Non possiamo non essere invitati al parallelismo con la terapia per due motivi. Il primo riguarda il contesto in cui è inserito un messaggio. Ci ricorda tanto l’affermazione Batesoniana di “questo è un gioco” che di per sé ci permette di entrare nel livello della metacomunicazione: “questa è un’opera d’arte perché è inserita in un contesto artistico e perché, forse, vuole trasmetterci un messaggio”.

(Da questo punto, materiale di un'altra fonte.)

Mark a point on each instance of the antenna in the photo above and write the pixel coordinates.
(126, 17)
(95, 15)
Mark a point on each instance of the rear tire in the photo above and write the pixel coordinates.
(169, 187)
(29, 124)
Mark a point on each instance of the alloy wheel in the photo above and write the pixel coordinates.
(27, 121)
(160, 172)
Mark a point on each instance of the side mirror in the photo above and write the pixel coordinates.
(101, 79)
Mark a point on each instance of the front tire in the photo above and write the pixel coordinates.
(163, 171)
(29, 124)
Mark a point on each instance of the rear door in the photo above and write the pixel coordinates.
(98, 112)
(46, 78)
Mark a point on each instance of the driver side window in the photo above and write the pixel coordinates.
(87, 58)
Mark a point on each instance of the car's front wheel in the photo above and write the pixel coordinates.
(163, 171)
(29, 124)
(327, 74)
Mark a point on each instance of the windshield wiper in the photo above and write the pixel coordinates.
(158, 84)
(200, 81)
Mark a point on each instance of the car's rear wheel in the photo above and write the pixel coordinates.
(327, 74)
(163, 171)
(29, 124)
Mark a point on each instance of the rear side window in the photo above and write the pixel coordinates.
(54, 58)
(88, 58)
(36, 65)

Cos’è l’arte? Quando possiamo dire che qualcosa è arte? E allo stesso modo cos’è la terapia? e quando possiamo dire di stare facendo terapia?
La seconda è che non c’è una risposta univoca: messaggi, contesto si fondono nella cornice della relazione che permette di dire: “questa è una terapia” e “questa è un’opera d’arte”, sempre e comunque per me/per noi nella dimensione temporale del qui ed ora.

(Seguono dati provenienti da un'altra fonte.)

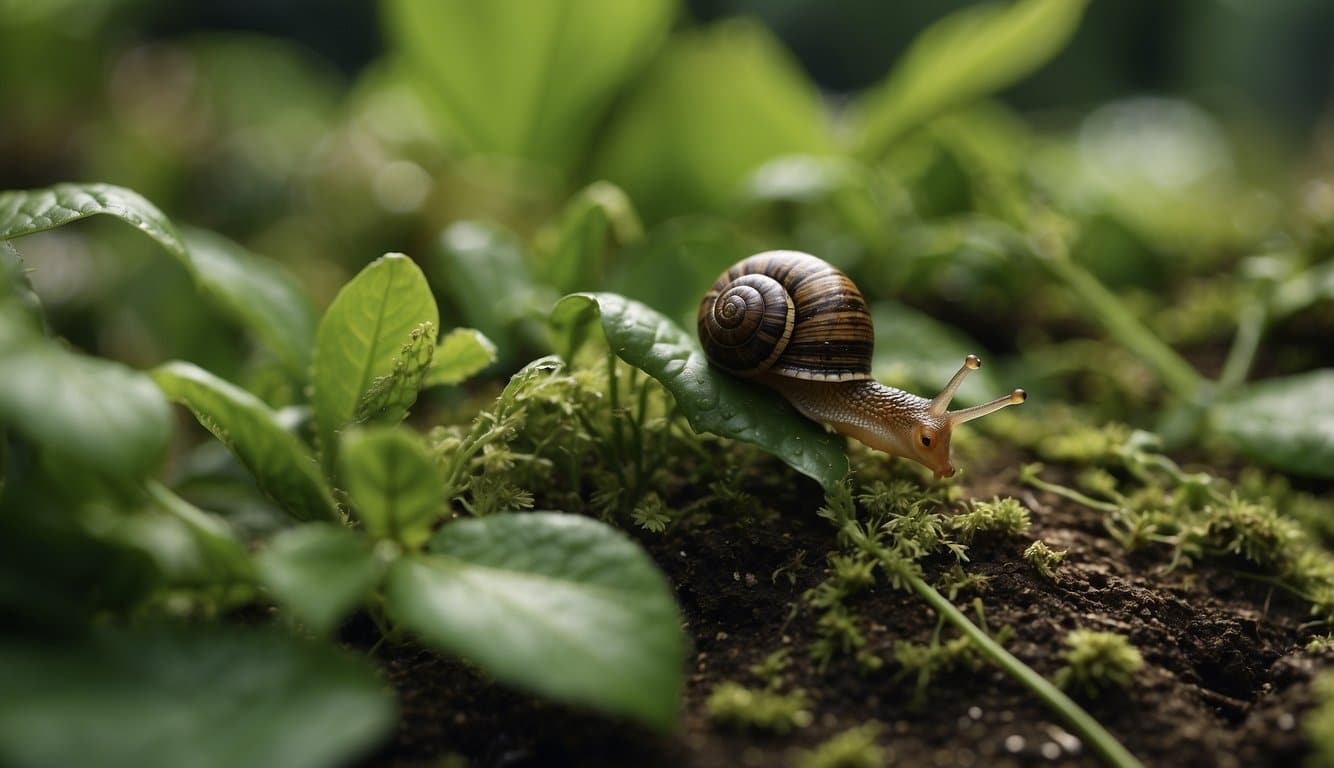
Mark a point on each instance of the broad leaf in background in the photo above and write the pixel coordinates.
(204, 696)
(98, 414)
(970, 54)
(526, 79)
(711, 400)
(255, 292)
(915, 351)
(734, 99)
(576, 243)
(555, 603)
(670, 268)
(1286, 423)
(280, 463)
(462, 354)
(319, 572)
(360, 339)
(395, 486)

Il secondo tema per noi molto interessante è quello dell’equivoco. Sembra che i messaggi e l’intenzione comunicativa del soggetto vengano costantemente fraintese dall’altro. I soggetti dialoganti infatti sono inseriti all’interno di contesti e sistemi che trasformano costantemente il contenuto del messaggio, sembra che tutto sfugga di mano e non si capisce come si è potuta creare una certa situazione. La nostra opinione è che in realtà manchi l’ascolto, manca totalmente la consapevolezza che c’è un altro che ascolta, un altro che ha le proprie premesse, pensieri , emozioni. Sembra esserci la volontà di dire ma non quella di essere compresi e di comprendere la risposta altrui, cosa comprenderà l’altro? Come risuonerà in lui il mio messaggio? A chi desidero indirizzare il mio messaggio? Con quale fine? Ragionando in questi termini ci domandiamo se persino la propria consapevolezza, di ciò che si vuole dire e di come stiamo, sia presente nei protagonisti di questo film.
Grazie al sapiente e strategico uso dell’ironia il registra ci spiazza e ci invita alla riflessione, anzi alle molteplici riflessioni che quest’opera può suscitare in ciascuno di noi, proprio come un’istallazione artistica in grado di suscitare diversi significati in base allo sguardo personale. L’ironia e l’irriverenza di questo film sono certamente le caratteristiche che più abbiamo apprezzato, in grado di colpirti emotivamente al punto di trasformare una risata in vergogna. Sì perché il paradosso di alcune scene è inevitabilmente esilarante ma al contempo contiene tutta la tragedia di alcune dinamiche della società attuale.